House Judiciary Democrats say a newly disclosed DOJ memo points to an unproven “business motive” for Trump’s classified document retention, but their press release blurs the line between investigative leads and established facts while spotlighting a real transparency fight over sealed records.

Congress

Mar 25, 2026

Sources

Summary

Rep. Jamie Raskin says the House Judiciary Committee received previously undisclosed DOJ investigative documents from January 2023 tied to Jack Smith’s classified-documents probe and is demanding answers from Attorney General Pam Bondi. The release frames the memo as proof Trump “stole” documents to advance business interests and implies extreme national-security exposure, while largely treating investigators’ suspicions and internal assessments as settled conclusions. The story matters because selective disclosure and heavy redaction can weaponize sensitive investigative material in Congress while the public still can’t see the withheld portion of Smith’s report and key underlying evidence.

Reality Check

The key “business interests” point is presented as an investigative assessment in a DOJ memo (what prosecutors and investigators believed might be a motive), not a court finding that Trump actually used classified documents to enrich himself. Reporting on the disclosure indicates the memo describes sensitivity levels and investigative leads, but the public still lacks the underlying documents, full context, and unredacted evidence needed to confirm what the materials were, who saw them, and what—if any—business use occurred. The most defensible takeaway is narrower: a newly disclosed internal memo suggests investigators were pursuing a theory that some retained classified materials related to Trump’s business interests, while major parts of the record (including Smith’s withheld report volume) remain sealed or blocked from release.

Detail

On March 25, 2026, Rep.
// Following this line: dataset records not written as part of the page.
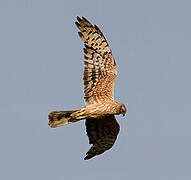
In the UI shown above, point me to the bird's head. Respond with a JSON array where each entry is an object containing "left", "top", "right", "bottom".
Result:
[{"left": 119, "top": 104, "right": 127, "bottom": 116}]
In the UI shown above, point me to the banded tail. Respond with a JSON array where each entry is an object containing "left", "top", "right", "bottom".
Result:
[{"left": 48, "top": 110, "right": 81, "bottom": 128}]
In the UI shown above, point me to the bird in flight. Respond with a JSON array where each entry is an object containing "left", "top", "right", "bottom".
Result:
[{"left": 48, "top": 17, "right": 127, "bottom": 160}]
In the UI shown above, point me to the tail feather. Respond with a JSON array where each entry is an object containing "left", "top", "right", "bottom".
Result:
[{"left": 48, "top": 110, "right": 79, "bottom": 128}]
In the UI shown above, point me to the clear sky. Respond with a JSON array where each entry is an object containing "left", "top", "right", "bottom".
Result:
[{"left": 0, "top": 0, "right": 191, "bottom": 180}]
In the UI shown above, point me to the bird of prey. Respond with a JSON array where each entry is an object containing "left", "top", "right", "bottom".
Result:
[{"left": 48, "top": 17, "right": 127, "bottom": 160}]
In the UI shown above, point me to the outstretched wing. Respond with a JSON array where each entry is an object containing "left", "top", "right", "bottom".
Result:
[
  {"left": 84, "top": 115, "right": 120, "bottom": 160},
  {"left": 76, "top": 17, "right": 117, "bottom": 105}
]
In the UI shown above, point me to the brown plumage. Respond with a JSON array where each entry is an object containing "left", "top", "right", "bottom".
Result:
[{"left": 49, "top": 17, "right": 126, "bottom": 159}]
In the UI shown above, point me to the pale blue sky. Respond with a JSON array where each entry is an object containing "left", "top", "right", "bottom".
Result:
[{"left": 0, "top": 0, "right": 191, "bottom": 180}]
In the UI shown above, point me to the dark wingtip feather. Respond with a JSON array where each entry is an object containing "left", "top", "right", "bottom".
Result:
[
  {"left": 78, "top": 32, "right": 83, "bottom": 38},
  {"left": 94, "top": 24, "right": 102, "bottom": 34}
]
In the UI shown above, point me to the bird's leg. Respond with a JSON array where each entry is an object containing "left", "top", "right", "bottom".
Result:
[{"left": 71, "top": 109, "right": 86, "bottom": 119}]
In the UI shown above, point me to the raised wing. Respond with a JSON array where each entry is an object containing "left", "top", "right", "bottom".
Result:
[
  {"left": 76, "top": 17, "right": 117, "bottom": 105},
  {"left": 84, "top": 115, "right": 120, "bottom": 160}
]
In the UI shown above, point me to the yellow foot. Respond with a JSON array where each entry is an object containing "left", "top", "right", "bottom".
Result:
[{"left": 71, "top": 111, "right": 85, "bottom": 119}]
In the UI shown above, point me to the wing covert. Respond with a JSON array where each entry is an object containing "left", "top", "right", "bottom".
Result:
[
  {"left": 85, "top": 115, "right": 120, "bottom": 160},
  {"left": 76, "top": 17, "right": 117, "bottom": 105}
]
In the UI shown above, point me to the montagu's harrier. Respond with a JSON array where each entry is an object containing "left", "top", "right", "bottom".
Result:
[{"left": 48, "top": 17, "right": 127, "bottom": 159}]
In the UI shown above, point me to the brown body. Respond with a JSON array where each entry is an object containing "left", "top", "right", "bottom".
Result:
[{"left": 49, "top": 17, "right": 126, "bottom": 159}]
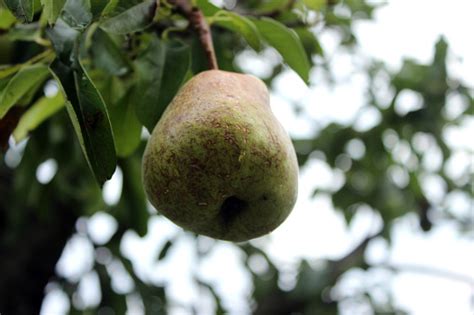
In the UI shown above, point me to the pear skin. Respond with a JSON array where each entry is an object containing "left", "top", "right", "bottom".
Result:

Jamie Raskin (ranking member, House Judiciary) publicized a letter to Attorney General Pam Bondi seeking information about newly produced DOJ investigative materials tied to the Trump classified-documents investigation.
Raskin says DOJ produced a Jan. 13, 2023 memo as part of ongoing document production to the committee; the memo reportedly summarizes investigative steps and prosecutors’ assessments about classified materials.
The memo allegedly states investigators found classified materials “commingled” with post-presidency documents and that some classified documents “would be pertinent to certain business interests,” which prosecutors viewed as a potential motive to retain them.
The memo allegedly describes at least one document so restricted that “only six” senior officials had access, and characterizes the potential harm to national security as “aggravated.”
Raskin claims the materials describe scanning/cloud storage by unauthorized individuals and an incident involving a “classified map” that Trump may have shown to people on an airplane; a passenger list was reportedly redacted.
Raskin speculates about possible foreign exposure (including Saudi officials) and links the incident to Middle East military posture, but does not present the map’s content or evidence of foreign viewing in the release.
Raskin argues DOJ is simultaneously producing “cherry-picked” documents to House Republicans while Jack Smith remains constrained by court orders; other reporting notes concerns the production may include sealed grand jury material.
Separate reporting in February 2026 says Judge Aileen Cannon permanently blocked DOJ from releasing the classified-documents portion (Volume II) of Smith’s final report, leaving much of the evidentiary record nonpublic.